在 PostgreSQL 中,JOIN 有五種連接類型:
CROSS JOIN :交叉連接
INNER JOIN:內連接
LEFT OUTER JOIN:左外連接
RIGHT OUTER JOIN:右外連接
FULL OUTER JOIN:全外連接
1.數據準備
創建company表和department表 其中company表存儲員工基本信息 department表存儲部門信息。
company表定義以及初始化數據如下:
DROP TABLE COMPANY;
CREATE TABLE COMPANY(
ID INT PRIMARY KEY NOT NULL,
NAME TEXT NOT NULL,
AGE INT NOT NULL,
ADDRESS CHAR(50),
SALARY REAL
);
INSERT INTO COMPANY (ID,NAME,AGE,ADDRESS,SALARY) VALUES (1, 'Paul', 32, 'California', 20000.00 );
INSERT INTO COMPANY (ID,NAME,AGE,ADDRESS,SALARY) VALUES (2, 'Allen', 25, 'Texas', 15000.00 );
INSERT INTO COMPANY (ID,NAME,AGE,ADDRESS,SALARY) VALUES (3, 'Teddy', 23, 'Norway', 20000.00 );
INSERT INTO COMPANY (ID,NAME,AGE,ADDRESS,SALARY) VALUES (4, 'Mark', 25, 'Rich-Mond ', 65000.00 );
INSERT INTO COMPANY (ID,NAME,AGE,ADDRESS,SALARY) VALUES (5, 'David', 27, 'Texas', 85000.00 );
INSERT INTO COMPANY (ID,NAME,AGE,ADDRESS,SALARY) VALUES (6, 'Kim', 22, 'South-Hall', 45000.00 );
INSERT INTO COMPANY VALUES (7, 'James', 24, 'Houston', 10000.00 );
INSERT INTO COMPANY VALUES (8, 'Paul', 24, 'Houston', 20000.00);
INSERT INTO COMPANY VALUES (9, 'James', 44, 'Norway', 5000.00);
INSERT INTO COMPANY VALUES (10, 'James', 45, 'Texas', 5000.00);
department表定義以及初始化如下:
CREATE TABLE DEPARTMENT(
ID INT PRIMARY KEY NOT NULL,
DEPT CHAR(50) NOT NULL,
EMP_ID INT NOT NULL
);
INSERT INTO DEPARTMENT (ID, DEPT, EMP_ID) VALUES (1, 'IT Billing', 1 );
INSERT INTO DEPARTMENT (ID, DEPT, EMP_ID) VALUES (2, 'Engineering', 2 );
INSERT INTO DEPARTMENT (ID, DEPT, EMP_ID) VALUES (3, 'Finance', 7 );
2.連接操作
2.1 交叉連接
交叉連接(CROSS JOIN)把第一個表的每一行與第二個表的每一行進行匹配。如果兩個輸入表分別有 x 和 y 行,則結果表有 x*y 行。
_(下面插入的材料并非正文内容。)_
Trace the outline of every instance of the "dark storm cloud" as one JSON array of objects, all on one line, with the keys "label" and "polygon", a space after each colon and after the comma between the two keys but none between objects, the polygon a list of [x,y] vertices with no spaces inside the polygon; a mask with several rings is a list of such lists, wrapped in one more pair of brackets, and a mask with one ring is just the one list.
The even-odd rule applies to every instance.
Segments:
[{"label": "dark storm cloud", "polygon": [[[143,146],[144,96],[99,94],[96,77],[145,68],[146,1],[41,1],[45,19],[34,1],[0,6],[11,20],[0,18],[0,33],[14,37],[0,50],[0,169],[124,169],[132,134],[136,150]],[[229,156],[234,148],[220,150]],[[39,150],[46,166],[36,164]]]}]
SELECT EMP_ID, NAME, DEPT FROM COMPANY CROSS JOIN DEPARTMENT;
其相應查詢計劃如下所示:
2.2 內連接
內連接(INNER JOIN)根據連接謂詞結合兩個表(table1 和 table2)的列值來創建一個新的結果表。查詢會把 table1 中的每一行與 table2 中的每一行進行比較,找到所有滿足連接謂詞的行的匹配對。當滿足連接謂詞時,A 和 B 行的每個匹配對的列值會合併成一個結果行。內連接(INNER JOIN)是最常見的連接類型,是默認的連接類型。INNER 關鍵字是可選的。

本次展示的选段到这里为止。